Ce n’est pas tout : quoique le Piano ne puisse rendre tous les accents de la voix, il en est cependant un grand nombre qu’un artiste habile peut parvenir à imiter. Tantôt il presse fortement la note après qu’elle a été touchée afin d’en prolonger la vibration, ne la frappant que dans des cas très rares. Tantôt il lie entre elles des notes seulement effleurées, comme font les grands chanteurs dans des traits jettés. D’autres fois les notes sont pesamment appuyées, et liées le plus possible. Ailleurs, la touche est vivement attaquée, et le son pour ainsi dire, saccadé. À ces moyens se joignent les forte, les piano, les crescendo, les mezza voce &c. et enfin toute la variété qu’on peut mettre dans les effets par des notes alternativement coulées ou détachées. Telles sont les ressources mécaniques qu’offre le Piano pour remplacer les accents et les nuances de la voix ; il en est d’autres qui tiennent au goût, à la sensibilité, et à une connaissance approfondie des défauts inhérents à l’instrument qu’on veut faire parler.

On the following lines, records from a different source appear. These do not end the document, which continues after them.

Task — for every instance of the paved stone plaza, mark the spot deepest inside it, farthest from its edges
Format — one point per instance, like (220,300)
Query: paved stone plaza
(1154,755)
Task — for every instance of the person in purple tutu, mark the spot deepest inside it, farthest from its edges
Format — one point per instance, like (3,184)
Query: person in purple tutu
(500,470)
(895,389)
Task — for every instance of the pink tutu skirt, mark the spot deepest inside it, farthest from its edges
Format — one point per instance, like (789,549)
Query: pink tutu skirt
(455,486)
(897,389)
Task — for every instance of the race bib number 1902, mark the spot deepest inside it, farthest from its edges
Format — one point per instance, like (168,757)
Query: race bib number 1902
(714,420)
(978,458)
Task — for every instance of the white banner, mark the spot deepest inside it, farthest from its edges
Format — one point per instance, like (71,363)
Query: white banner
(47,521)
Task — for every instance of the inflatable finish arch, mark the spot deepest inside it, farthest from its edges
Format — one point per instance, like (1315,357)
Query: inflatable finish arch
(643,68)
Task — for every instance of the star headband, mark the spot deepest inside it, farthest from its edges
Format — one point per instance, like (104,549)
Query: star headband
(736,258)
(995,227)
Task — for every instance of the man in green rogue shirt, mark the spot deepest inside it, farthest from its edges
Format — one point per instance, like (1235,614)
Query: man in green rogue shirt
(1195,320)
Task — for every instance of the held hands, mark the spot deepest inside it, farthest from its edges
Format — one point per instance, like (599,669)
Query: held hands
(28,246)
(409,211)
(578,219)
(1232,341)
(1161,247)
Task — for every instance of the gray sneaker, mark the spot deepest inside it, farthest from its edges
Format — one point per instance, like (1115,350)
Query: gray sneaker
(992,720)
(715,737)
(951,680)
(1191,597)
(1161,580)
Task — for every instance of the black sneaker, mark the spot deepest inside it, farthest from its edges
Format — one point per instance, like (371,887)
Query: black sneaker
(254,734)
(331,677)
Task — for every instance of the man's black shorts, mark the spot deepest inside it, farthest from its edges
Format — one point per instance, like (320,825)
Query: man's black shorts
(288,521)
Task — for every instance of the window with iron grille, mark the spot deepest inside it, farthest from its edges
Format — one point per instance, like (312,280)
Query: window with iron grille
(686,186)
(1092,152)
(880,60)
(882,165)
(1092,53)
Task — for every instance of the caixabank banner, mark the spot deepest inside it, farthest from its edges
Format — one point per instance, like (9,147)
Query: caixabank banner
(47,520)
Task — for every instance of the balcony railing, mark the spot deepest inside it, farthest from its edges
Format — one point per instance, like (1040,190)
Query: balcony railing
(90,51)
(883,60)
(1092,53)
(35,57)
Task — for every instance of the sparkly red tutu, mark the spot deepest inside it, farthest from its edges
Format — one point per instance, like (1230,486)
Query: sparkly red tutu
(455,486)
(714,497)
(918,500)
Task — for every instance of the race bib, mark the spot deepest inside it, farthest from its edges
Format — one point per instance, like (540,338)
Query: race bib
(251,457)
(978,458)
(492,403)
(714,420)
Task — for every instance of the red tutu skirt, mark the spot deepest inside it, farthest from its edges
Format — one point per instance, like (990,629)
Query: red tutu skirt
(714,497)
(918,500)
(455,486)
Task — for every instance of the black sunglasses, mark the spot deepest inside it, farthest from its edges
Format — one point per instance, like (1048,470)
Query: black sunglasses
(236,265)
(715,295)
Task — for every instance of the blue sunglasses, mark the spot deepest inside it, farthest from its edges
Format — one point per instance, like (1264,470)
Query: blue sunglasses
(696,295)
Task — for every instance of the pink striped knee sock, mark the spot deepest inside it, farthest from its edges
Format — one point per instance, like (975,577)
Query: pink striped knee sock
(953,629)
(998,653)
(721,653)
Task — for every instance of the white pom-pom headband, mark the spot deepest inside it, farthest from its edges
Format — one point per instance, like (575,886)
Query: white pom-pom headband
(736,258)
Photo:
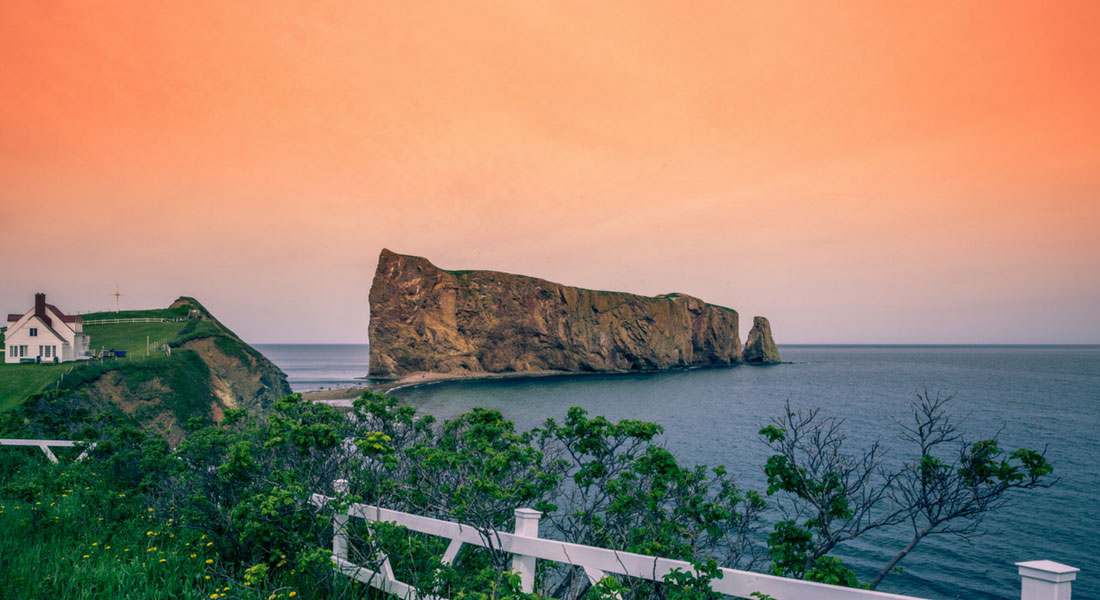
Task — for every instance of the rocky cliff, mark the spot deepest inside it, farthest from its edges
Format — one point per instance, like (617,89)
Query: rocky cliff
(428,320)
(759,347)
(201,370)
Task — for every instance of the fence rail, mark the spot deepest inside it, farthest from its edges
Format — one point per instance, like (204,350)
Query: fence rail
(45,444)
(1042,579)
(135,319)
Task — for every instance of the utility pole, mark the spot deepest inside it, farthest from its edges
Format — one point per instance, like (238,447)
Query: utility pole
(117,296)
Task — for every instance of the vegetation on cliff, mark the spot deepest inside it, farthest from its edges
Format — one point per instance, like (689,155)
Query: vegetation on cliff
(227,512)
(190,368)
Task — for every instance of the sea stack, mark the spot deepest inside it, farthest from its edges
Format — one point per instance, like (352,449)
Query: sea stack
(425,319)
(759,347)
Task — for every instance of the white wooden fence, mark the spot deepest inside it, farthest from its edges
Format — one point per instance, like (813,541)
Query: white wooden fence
(135,319)
(45,444)
(1042,579)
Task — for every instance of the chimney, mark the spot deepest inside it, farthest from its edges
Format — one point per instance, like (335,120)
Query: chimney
(40,308)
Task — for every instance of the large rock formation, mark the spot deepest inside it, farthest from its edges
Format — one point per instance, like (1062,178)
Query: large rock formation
(428,320)
(759,347)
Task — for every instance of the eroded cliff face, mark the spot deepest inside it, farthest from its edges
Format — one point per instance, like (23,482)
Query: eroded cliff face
(428,320)
(759,347)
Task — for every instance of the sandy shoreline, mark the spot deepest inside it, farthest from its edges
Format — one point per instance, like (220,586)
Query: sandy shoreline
(426,379)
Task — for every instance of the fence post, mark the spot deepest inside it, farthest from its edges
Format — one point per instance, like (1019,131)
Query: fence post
(1046,580)
(340,524)
(527,525)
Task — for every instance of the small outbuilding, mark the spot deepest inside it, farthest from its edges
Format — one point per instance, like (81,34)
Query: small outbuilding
(44,334)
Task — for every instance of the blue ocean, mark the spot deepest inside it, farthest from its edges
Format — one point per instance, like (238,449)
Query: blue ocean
(1035,396)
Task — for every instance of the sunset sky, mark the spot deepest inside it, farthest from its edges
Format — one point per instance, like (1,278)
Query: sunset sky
(858,172)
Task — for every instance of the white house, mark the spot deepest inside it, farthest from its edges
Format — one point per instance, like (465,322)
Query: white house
(44,334)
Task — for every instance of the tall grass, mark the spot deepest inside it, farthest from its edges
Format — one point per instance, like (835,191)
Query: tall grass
(67,533)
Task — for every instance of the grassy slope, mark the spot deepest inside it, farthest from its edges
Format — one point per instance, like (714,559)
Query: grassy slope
(131,336)
(77,537)
(19,382)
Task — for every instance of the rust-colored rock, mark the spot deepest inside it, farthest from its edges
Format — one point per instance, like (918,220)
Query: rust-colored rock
(759,347)
(428,320)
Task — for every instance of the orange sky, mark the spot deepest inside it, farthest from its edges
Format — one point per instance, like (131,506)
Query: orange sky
(858,172)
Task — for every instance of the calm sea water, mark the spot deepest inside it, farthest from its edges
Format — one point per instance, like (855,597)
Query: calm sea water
(1042,396)
(310,367)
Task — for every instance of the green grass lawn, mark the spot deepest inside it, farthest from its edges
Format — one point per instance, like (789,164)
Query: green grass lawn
(74,536)
(131,336)
(18,382)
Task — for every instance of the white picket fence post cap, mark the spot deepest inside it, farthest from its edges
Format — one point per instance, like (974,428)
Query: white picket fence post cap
(527,513)
(1047,570)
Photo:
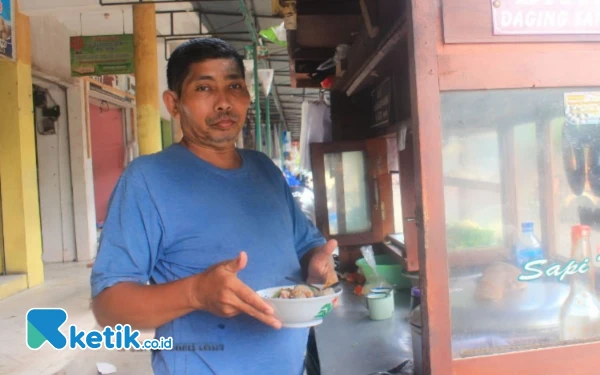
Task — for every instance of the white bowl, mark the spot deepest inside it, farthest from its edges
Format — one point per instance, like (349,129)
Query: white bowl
(302,312)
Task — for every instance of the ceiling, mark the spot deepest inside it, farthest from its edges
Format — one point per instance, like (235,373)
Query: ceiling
(178,21)
(224,19)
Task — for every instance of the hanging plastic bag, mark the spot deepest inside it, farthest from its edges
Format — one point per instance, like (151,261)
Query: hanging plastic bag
(275,35)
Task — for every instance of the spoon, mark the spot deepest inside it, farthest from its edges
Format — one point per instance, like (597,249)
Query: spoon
(312,286)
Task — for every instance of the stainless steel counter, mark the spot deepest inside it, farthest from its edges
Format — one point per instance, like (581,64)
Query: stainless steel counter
(349,343)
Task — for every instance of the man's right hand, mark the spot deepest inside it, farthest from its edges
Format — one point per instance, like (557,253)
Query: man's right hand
(219,291)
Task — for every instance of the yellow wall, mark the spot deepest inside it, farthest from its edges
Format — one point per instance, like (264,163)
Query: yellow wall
(18,169)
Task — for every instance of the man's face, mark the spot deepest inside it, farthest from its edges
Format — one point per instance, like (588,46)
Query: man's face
(213,103)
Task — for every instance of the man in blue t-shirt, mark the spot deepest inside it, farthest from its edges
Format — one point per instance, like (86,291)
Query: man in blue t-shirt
(194,230)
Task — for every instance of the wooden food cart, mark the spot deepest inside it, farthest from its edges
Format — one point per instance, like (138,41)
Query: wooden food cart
(488,113)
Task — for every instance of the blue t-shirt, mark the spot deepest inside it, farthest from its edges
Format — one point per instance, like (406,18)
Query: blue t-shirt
(173,215)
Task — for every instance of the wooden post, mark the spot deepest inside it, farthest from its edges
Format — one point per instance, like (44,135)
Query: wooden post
(431,221)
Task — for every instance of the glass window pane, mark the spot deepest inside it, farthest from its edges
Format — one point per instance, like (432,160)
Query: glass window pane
(519,176)
(347,194)
(397,201)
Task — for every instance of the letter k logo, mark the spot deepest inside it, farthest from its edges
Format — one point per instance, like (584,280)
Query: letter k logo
(43,325)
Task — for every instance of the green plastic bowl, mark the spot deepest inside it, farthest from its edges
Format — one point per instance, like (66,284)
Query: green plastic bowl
(388,268)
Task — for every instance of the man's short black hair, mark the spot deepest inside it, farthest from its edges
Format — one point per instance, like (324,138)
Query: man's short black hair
(194,51)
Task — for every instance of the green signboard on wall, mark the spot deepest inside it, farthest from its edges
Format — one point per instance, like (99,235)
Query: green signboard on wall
(102,55)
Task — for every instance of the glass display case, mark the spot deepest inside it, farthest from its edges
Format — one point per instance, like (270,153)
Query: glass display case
(520,171)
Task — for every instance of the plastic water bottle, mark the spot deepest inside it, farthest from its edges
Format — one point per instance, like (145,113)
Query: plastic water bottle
(529,247)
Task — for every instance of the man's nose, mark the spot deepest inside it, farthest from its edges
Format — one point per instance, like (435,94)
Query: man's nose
(223,102)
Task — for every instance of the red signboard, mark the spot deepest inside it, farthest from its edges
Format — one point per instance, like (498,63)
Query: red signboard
(543,17)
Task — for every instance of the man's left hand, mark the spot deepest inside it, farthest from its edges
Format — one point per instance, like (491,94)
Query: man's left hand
(321,269)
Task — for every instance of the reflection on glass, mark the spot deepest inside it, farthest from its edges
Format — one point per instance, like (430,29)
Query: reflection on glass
(347,195)
(518,177)
(397,201)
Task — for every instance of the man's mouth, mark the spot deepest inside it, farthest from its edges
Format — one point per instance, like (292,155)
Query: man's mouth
(224,123)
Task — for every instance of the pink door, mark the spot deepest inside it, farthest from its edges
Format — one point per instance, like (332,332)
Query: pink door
(108,153)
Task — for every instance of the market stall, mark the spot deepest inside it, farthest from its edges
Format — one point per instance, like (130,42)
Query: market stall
(488,112)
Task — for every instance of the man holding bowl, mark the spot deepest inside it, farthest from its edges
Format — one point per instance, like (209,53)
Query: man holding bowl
(194,230)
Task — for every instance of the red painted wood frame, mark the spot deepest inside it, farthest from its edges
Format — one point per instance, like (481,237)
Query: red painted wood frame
(436,67)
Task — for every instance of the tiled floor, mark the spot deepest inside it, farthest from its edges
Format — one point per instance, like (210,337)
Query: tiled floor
(67,287)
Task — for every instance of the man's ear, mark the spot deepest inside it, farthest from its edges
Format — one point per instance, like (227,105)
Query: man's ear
(170,98)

Le Piano est verbeux de sa nature. Son mécanisme qui rend l’exécution presque facile, en amène souvent l’abus ; le prix qu’on attache en général à ce qu’elle offre de plus brillant, peut égarer l’artiste. Il ne faut pas faire pour un seul instrument un art à part, un art en dehors de l’art, qui enfreindrait capricieusement les loix du bon goût consacrées par les grands artistes, qui serait impuissant à rendre les émotions de l’âme, et blesserait ainsi ce qu’on peut appeler le bon sens en musique ; car le bon sens consiste à ne pas confondre les expression, les genres et les styles divers.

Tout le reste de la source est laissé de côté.